MAYBE

Problem:
 p(a(x0),p(a(a(a(x1))),x2)) -> p(a(x2),p(a(a(b(x0))),x2))

Proof:
 DP Processor:
  DPs:
   p#(a(x0),p(a(a(a(x1))),x2)) -> p#(a(a(b(x0))),x2)
   p#(a(x0),p(a(a(a(x1))),x2)) -> p#(a(x2),p(a(a(b(x0))),x2))
  TRS:
   p(a(x0),p(a(a(a(x1))),x2)) -> p(a(x2),p(a(a(b(x0))),x2))
  Restore Modifier:
   DPs:
    p#(a(x0),p(a(a(a(x1))),x2)) -> p#(a(a(b(x0))),x2)
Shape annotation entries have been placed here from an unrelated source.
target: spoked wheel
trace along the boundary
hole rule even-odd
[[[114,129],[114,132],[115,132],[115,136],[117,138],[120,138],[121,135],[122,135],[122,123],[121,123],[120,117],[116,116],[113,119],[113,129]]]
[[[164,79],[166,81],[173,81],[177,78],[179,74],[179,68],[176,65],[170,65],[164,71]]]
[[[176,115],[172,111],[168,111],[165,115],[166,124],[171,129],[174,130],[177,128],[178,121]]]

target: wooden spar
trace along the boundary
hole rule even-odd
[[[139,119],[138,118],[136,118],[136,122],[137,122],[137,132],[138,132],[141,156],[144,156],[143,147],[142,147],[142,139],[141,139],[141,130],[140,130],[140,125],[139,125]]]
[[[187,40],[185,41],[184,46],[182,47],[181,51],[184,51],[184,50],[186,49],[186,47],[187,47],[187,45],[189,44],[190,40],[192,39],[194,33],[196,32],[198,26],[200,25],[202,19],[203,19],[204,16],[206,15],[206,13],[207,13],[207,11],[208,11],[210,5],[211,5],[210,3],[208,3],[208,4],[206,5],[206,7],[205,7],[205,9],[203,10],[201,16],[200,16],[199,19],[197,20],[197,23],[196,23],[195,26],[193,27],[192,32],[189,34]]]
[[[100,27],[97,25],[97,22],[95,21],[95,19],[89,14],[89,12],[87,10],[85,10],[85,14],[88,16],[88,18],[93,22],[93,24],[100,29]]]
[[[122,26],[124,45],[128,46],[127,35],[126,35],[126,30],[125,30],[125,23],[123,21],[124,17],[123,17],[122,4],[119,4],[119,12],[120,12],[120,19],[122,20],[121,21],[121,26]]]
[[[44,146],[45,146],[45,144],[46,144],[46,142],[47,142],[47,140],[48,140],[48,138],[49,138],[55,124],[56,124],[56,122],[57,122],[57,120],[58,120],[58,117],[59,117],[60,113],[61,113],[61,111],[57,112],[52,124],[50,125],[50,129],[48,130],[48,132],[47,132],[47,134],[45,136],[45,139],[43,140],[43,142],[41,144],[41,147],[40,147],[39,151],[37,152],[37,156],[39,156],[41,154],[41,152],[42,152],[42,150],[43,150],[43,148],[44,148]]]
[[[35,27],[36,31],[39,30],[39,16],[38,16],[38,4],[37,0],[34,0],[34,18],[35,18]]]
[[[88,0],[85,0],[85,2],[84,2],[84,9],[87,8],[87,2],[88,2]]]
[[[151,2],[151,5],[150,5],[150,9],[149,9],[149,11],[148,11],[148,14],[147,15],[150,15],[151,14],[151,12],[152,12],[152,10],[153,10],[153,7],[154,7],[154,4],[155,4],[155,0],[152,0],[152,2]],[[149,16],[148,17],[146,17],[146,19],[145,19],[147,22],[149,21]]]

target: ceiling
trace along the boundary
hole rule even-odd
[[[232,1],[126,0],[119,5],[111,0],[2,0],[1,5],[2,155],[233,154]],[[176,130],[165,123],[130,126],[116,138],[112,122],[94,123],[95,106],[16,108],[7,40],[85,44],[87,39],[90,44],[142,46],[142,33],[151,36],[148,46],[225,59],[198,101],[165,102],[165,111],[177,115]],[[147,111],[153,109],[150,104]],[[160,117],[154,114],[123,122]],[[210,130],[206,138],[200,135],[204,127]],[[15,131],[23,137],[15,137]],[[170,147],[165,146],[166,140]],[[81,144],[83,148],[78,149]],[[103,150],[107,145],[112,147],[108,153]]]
    p#(a(x0),p(a(a(a(x1))),x2)) -> p#(a(x2),p(a(a(b(x0))),x2))
   TRS:
    p(a(x0),p(a(a(a(x1))),x2)) -> p(a(x2),p(a(a(b(x0))),x2))
   SCC Processor:
    #sccs: 1
    #rules: 2
    #arcs: 4/4
    DPs:
     p#(a(x0),p(a(a(a(x1))),x2)) -> p#(a(a(b(x0))),x2)
     p#(a(x0),p(a(a(a(x1))),x2)) -> p#(a(x2),p(a(a(b(x0))),x2))
    TRS:
     p(a(x0),p(a(a(a(x1))),x2)) -> p(a(x2),p(a(a(b(x0))),x2))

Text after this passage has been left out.